In the three months to December 27 -- the first quarter of its business year -- Apple made a net profit of 63 million dollars or 17 cents a share, reversing a year-earlier loss of eight million dollars or two cents a share.

Sales surged 36.3 percent to 2.01 billion dollars

"It was an outstanding quarter for Apple, with double-digit unit and revenue growth and over 730,000 iPods sold," Apple chief executive Steve Jobs said in a statement.

"We are kicking off 2004 with strong momentum, especially for Mac OS X, which is now used by almost 40 percent of our installed base, iPod and the iTunes Music Store, which has a 70 percent share of the legal music download market."

Mac OS X is the new operating system for the Macintosh personal computer. iPod is a digital music player that downloads tunes from the Internet. The iTunes Music Store offers song downloads from the Internet for 99 cents.

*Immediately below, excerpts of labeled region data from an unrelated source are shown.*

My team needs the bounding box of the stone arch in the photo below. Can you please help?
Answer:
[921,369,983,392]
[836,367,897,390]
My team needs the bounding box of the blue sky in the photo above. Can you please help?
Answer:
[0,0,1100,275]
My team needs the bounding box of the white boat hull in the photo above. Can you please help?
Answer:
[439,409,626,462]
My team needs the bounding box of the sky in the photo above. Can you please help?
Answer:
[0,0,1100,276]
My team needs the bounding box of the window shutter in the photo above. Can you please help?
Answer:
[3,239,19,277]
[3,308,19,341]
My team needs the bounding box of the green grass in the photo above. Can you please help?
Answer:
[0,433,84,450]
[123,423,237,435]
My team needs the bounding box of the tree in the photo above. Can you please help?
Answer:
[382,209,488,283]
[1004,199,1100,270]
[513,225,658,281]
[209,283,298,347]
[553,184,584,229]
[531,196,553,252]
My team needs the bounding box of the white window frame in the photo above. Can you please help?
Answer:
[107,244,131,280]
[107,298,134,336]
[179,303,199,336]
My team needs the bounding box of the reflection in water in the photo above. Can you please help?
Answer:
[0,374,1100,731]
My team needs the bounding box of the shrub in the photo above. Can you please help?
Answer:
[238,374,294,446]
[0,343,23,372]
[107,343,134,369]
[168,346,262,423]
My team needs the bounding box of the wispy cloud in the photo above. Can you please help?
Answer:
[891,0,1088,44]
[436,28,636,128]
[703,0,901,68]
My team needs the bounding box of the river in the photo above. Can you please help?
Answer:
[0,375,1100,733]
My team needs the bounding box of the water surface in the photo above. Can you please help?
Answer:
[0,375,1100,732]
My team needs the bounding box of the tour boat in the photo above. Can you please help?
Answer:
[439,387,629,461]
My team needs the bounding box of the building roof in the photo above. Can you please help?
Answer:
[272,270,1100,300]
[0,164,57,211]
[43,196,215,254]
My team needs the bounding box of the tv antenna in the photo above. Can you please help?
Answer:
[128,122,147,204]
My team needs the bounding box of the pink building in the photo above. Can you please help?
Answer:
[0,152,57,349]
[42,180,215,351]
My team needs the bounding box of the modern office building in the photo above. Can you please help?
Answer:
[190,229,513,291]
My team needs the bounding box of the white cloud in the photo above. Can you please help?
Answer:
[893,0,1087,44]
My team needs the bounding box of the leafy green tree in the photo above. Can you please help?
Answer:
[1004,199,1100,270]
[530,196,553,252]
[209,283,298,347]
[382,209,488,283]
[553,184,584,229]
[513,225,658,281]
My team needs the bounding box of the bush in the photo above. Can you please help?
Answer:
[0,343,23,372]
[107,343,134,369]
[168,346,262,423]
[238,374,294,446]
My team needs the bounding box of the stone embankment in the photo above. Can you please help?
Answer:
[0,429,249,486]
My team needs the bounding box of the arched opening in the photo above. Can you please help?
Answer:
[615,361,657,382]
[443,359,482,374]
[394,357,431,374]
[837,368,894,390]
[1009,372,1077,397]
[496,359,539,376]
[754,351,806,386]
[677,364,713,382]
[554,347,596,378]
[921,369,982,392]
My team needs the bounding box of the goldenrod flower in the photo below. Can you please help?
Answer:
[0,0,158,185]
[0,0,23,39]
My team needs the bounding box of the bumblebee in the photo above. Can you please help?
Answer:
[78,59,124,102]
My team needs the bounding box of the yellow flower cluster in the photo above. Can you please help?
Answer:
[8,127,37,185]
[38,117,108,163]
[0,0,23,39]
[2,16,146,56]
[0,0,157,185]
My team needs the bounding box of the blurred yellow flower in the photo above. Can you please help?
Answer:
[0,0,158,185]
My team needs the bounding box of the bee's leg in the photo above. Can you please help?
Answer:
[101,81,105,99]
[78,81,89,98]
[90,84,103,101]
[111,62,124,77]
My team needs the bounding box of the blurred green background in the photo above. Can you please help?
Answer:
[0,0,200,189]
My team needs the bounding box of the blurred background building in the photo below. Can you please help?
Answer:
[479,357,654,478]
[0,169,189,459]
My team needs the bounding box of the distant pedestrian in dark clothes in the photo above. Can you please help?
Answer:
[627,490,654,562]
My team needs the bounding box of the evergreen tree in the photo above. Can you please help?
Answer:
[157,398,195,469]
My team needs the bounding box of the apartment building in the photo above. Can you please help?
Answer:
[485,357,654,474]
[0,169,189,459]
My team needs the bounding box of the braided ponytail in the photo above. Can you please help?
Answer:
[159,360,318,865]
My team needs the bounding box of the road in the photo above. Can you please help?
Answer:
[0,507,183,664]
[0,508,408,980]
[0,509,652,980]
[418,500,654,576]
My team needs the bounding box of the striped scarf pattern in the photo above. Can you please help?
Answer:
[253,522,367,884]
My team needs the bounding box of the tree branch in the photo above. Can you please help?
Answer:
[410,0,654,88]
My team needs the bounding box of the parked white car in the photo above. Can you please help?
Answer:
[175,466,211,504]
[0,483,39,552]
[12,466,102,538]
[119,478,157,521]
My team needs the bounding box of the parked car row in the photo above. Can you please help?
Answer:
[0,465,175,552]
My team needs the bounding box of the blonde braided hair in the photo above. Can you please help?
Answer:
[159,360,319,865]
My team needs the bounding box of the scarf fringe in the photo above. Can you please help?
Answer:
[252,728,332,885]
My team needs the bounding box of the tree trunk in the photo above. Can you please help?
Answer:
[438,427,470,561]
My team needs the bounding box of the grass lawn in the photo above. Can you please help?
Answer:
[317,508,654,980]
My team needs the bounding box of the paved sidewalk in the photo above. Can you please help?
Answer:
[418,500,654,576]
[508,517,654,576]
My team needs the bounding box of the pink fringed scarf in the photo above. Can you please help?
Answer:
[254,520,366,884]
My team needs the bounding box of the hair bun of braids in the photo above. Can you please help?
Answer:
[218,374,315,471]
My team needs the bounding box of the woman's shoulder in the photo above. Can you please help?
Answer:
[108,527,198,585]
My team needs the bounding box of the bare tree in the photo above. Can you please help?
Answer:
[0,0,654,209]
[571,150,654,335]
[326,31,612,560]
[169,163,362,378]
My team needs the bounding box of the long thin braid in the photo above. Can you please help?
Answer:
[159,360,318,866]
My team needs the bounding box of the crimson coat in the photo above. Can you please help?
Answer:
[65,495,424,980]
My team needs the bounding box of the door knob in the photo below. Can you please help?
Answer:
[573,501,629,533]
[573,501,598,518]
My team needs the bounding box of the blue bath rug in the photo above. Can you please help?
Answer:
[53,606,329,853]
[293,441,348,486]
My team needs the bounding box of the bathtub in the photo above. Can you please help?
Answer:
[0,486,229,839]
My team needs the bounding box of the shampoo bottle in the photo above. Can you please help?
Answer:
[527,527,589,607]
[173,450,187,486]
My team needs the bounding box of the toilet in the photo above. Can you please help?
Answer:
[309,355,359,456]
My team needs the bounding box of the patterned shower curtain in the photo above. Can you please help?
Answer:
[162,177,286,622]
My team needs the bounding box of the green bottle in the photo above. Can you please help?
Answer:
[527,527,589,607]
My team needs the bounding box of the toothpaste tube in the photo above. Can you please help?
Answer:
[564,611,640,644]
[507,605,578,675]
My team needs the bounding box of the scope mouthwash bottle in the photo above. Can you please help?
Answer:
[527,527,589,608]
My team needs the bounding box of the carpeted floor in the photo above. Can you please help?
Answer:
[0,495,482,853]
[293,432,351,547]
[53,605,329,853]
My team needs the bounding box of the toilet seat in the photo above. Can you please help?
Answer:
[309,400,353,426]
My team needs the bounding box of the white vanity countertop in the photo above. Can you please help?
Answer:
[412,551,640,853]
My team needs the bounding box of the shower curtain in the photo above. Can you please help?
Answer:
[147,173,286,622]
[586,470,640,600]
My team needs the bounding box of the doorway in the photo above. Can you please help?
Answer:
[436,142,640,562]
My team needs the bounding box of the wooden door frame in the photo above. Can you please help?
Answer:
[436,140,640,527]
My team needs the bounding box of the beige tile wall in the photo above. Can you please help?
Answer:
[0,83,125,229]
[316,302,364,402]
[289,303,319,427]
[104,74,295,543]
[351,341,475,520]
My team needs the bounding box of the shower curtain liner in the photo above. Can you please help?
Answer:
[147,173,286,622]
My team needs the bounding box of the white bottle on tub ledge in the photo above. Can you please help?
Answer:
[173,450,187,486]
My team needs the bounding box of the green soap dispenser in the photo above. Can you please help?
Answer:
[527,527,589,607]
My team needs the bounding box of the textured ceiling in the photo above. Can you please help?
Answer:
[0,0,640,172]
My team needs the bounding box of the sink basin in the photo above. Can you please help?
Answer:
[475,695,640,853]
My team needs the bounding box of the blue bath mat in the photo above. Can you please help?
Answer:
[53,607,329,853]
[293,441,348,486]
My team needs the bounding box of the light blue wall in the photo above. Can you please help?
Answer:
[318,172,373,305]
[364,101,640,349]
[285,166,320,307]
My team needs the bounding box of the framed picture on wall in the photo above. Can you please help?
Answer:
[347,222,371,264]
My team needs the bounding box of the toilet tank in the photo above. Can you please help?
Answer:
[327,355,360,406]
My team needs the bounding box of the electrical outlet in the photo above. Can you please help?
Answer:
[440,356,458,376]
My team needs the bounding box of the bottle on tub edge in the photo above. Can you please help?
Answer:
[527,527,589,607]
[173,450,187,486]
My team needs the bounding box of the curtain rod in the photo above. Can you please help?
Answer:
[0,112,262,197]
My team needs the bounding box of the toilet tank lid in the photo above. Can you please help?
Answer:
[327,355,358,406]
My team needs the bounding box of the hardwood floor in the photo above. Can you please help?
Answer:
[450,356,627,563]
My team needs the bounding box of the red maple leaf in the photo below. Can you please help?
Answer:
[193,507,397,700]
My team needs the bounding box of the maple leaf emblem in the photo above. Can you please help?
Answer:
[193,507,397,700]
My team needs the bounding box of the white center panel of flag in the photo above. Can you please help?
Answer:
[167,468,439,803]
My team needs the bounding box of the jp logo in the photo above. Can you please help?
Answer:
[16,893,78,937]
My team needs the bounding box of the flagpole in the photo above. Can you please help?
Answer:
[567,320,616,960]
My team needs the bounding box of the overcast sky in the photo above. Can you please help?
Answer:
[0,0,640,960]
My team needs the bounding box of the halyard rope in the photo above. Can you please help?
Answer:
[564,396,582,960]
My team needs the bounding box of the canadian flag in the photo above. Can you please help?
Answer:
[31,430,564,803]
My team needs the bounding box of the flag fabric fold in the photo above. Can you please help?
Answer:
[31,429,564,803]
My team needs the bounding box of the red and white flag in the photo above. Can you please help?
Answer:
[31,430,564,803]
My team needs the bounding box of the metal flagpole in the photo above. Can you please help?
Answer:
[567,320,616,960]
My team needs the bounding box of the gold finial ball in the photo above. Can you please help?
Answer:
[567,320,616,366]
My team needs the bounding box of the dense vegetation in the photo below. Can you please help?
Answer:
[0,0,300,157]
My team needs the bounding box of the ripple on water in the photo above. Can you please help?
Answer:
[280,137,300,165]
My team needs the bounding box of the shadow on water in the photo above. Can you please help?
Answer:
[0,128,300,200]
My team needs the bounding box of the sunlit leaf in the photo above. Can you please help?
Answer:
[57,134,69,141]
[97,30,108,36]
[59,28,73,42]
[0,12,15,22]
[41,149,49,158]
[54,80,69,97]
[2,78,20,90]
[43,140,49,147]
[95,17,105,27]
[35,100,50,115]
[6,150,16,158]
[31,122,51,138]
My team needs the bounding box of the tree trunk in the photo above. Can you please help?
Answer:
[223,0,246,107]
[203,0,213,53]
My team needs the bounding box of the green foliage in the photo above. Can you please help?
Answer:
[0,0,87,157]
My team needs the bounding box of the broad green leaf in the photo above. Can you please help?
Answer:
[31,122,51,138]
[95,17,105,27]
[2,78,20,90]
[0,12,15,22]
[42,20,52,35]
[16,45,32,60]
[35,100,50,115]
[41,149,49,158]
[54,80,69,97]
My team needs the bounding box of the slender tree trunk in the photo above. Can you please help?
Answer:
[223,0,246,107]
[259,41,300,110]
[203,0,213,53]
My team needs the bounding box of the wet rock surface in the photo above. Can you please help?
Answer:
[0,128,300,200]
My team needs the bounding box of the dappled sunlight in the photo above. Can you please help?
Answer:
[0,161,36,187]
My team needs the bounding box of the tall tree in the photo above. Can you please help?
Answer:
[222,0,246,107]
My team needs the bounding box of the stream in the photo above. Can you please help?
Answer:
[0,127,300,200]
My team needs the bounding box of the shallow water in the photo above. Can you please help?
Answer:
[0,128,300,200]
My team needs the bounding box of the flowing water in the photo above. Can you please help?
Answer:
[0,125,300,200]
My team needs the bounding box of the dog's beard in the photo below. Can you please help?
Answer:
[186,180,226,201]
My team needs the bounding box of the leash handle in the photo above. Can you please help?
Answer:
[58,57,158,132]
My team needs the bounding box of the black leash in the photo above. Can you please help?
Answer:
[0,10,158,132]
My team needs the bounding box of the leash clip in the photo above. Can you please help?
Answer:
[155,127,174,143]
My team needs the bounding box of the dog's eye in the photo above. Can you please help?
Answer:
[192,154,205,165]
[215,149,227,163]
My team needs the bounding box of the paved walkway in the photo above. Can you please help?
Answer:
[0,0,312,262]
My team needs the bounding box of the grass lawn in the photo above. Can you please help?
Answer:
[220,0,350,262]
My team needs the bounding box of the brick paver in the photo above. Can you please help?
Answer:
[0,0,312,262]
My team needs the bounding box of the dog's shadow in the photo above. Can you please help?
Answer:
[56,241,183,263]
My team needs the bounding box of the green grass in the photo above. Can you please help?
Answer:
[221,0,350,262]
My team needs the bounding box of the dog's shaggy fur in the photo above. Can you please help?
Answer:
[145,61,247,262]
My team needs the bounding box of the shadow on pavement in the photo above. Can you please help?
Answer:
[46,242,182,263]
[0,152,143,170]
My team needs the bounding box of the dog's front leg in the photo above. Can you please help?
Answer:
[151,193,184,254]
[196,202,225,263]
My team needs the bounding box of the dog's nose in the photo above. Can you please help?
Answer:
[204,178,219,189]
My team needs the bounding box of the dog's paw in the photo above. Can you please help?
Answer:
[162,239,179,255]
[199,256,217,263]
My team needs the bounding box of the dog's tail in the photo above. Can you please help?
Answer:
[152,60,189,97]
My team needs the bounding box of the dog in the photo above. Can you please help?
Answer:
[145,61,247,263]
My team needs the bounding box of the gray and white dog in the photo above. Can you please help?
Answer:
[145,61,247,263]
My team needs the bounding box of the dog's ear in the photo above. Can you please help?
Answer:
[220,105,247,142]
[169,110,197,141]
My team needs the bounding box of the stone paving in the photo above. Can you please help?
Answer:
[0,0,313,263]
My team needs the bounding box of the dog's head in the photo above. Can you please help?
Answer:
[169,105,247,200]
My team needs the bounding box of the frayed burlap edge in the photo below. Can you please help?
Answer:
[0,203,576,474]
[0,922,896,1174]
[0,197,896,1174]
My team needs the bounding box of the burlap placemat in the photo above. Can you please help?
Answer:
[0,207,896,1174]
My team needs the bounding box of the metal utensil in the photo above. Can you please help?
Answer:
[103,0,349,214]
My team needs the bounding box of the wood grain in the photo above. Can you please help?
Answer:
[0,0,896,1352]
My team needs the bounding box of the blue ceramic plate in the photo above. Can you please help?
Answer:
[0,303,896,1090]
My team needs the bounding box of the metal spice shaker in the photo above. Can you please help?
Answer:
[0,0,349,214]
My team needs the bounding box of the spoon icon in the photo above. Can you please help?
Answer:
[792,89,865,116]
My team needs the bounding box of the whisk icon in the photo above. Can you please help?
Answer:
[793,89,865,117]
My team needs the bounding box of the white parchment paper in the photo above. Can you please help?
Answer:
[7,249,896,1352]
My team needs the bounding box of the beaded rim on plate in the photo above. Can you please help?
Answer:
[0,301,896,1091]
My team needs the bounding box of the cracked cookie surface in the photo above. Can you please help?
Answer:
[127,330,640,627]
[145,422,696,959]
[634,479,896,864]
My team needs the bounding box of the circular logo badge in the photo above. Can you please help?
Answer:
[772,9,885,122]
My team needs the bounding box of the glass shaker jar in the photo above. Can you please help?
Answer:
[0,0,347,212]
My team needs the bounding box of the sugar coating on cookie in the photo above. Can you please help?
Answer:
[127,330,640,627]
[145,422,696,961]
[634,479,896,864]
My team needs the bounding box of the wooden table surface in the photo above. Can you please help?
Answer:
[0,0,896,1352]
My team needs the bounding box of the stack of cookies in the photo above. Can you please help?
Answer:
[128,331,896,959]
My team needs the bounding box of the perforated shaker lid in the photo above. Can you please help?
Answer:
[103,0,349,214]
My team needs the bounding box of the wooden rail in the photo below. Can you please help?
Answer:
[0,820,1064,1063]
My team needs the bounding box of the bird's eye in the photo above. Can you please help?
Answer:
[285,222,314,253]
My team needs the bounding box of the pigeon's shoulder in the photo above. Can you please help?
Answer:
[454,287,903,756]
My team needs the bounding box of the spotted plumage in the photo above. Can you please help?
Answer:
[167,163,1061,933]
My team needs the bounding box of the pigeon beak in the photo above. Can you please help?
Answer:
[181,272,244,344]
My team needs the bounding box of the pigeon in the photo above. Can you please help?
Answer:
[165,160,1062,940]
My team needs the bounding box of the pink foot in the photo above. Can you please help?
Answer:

"We are very pleased to have exceeded our revenue and profit targets for the first quarter," chief financial officer Fred Anderson said.

"Looking ahead to the second quarter of fiscal 2004, we expect our third consecutive quarter of year-over-year double-digit growth in both revenue and earnings, with revenue of about 1.8 billion dollars and earnings per diluted share of eight to 10 cents."